Assuming this localized chemistry is the whole story, then possible life on Mars or other nearby worlds will just as likely be right-handed as left.

Meteoric fall
However, homochirality may not be a complete crap shoot. It could have been fixed in space and dropped down by meteorites.

The evidence for this is in a small number of meteorites found to have an excess of left-handed amino acids over right-handed ones.

"We're still in the dark how it happened," says Sandra Pizzarello from Arizona State University, who has analyzed many of the meteorite samples. The most popular notion is that amino acids formed on interstellar dust grains that were subsequently exposed to circularly polarized light, which destroyed more of the right-handed than left-handed amino acids. The problem is finding a source of circularly polarized light (candidates include neutron stars and molecular clouds).

Whatever the cause of the left-handed excess, the fact that the meteorites match the chiral preference of life on our planet cannot be a mere coincidence, according to many researchers.

"Various other theories [for the origin of homochirality] are certainly less attractive once we know that chirality is being delivered to Earth by some meteorites," Breslow says.

One concern, however, is that the amino acids in the meteorites are not the ones used by living things. To address this, Breslow and his colleagues have recently put together a plausible storyline for how the uncommon amino acids delivered by the meteorites would mix with the raw ingredients on Earth to form the common amino acids that led to life.
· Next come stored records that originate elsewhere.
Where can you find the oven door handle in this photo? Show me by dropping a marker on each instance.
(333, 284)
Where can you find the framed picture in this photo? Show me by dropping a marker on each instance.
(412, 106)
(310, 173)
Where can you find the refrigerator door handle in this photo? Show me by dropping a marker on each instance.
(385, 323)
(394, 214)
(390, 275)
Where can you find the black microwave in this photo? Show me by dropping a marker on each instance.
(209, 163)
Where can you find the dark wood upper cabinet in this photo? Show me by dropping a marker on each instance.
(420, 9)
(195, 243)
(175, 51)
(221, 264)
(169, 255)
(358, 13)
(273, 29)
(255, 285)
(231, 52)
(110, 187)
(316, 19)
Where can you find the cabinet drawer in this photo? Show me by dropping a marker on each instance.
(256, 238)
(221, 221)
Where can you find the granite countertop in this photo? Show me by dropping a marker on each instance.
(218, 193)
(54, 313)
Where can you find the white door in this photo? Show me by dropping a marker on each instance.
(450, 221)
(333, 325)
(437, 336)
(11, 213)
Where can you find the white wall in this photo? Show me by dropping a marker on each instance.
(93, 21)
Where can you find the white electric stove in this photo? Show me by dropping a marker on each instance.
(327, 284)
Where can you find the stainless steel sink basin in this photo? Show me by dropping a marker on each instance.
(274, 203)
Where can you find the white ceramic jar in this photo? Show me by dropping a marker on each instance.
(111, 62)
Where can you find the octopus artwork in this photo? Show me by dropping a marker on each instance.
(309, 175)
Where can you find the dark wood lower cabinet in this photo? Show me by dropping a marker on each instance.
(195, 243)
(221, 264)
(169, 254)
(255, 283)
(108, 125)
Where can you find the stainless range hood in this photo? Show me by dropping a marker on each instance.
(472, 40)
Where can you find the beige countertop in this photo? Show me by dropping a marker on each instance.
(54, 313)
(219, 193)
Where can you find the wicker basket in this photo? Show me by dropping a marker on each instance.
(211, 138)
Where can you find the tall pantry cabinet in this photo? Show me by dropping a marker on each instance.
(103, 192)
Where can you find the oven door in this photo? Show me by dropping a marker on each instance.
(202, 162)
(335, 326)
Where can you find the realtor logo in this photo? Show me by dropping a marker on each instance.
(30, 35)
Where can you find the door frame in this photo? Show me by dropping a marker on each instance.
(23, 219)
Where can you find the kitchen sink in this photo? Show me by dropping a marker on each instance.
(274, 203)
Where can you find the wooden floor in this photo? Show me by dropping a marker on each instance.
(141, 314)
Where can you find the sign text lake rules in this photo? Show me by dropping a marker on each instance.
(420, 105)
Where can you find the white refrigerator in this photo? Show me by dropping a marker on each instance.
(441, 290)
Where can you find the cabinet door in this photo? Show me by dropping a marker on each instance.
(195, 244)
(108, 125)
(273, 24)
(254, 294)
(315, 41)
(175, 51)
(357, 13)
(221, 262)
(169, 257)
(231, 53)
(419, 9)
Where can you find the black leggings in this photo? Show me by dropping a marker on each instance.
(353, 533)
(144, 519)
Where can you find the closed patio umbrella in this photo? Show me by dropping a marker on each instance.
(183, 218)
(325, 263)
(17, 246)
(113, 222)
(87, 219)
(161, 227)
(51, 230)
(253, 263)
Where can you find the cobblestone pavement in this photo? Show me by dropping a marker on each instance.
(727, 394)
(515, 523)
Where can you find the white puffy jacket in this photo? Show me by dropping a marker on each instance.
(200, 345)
Through these meteorite seeds, the left-handedness in space "spread" to Earth's primordial soup.

"We filled in the blanks that made it clear how the meteorite materials could transfer their chirality to normal amino acids," Breslow says.

The left-handed excess in the meteorites is small - around 10 percent - but there are ways to amplify this through evaporation and crystallization to create a homochiral environment.

"We assume that the potential for life to arise is widespread, but only where homochirality is present - near the meteorite sites - would it be successful," Breslow says. "Of course, the early Earth was heavily bombarded, so such sites could be widespread."

If life got started around a meteorite impact, that could tell us what were the early conditions and the likely ingredients for life's big debut on our planet.

And since the whole solar system would have been "seeded" by the same meteorites, any life on other planets or moons should also be left-handed.

But around distant stars, the chiral mechanisms may have been reversed (e.g. the polarized light may have been in a different direction), so any aliens in these systems will likely be right-handed.

It will be a long, long time before we can test this out.